Bankruptcy financing, which is largely supplied by U.S. government, intended to keep GM going until it can sell its assets to a new company and emerge from Chapter 11.

NEW YORK (AP) -- A bankruptcy judge ruled Thursday that General Motors Corp. can have access to its full $33.3 billion in bankruptcy financing.

Judge Robert Gerber gave final approval to the financing after he had given preliminary approval earlier this month for GM to use $15 billion of the total.

The billions in U.S. and Canadian government financing is intended to keep the Detroit-based automaker going until it can sell its assets to a new company and emerge from Chapter 11. The U.S. government will take a 60 percent ownership stake in the new company, and the Canadian government would get 12.5 percent. The United Auto Workers union and GM's unsecured bondholders would own the rest.

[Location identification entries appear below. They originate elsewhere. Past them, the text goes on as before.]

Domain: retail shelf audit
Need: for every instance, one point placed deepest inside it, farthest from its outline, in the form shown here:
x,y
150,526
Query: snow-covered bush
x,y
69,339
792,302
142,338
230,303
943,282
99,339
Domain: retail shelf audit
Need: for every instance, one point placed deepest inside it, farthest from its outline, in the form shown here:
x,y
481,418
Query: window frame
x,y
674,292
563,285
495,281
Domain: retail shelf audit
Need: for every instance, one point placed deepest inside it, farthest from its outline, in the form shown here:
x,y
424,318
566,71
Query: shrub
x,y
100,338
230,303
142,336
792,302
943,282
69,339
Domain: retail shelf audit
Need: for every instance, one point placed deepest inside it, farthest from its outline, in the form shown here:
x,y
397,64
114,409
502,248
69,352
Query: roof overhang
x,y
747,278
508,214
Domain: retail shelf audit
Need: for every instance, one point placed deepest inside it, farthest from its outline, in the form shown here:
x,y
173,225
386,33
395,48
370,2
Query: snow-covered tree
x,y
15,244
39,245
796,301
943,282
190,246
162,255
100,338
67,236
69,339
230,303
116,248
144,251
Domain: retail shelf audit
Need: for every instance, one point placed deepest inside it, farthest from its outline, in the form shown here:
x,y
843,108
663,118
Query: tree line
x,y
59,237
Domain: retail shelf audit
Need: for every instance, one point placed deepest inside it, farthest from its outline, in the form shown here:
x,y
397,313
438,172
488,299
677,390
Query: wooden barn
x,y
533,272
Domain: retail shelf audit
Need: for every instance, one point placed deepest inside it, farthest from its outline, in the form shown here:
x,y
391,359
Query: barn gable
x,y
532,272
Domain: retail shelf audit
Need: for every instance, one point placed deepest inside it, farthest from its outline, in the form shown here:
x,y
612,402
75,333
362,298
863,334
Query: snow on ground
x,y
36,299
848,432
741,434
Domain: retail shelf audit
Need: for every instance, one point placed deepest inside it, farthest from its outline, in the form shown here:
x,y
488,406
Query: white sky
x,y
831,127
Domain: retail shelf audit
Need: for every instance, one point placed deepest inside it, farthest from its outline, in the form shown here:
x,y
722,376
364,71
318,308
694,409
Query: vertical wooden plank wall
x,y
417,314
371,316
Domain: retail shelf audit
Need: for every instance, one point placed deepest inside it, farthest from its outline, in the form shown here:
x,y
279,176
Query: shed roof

At a hearing Thursday, Gerber also denied a request from an unofficial committee of people with asbestos-related claims against GM to appoint a "tort czar" that would oversee all future claims against the old GM, not just those related to asbestos.

The asbestos group had previously filed a motion requesting formal committee status, but told the court Thursday that it was no longer pursuing that. The group has one representative on the case's unsecured creditors committee.

Later in Thursday's hearing, a group of retired GM workers concerned about losing their benefits was expected to ask that they be granted their own committee, which would entitle them to have their legal fees paid by the automaker's estate.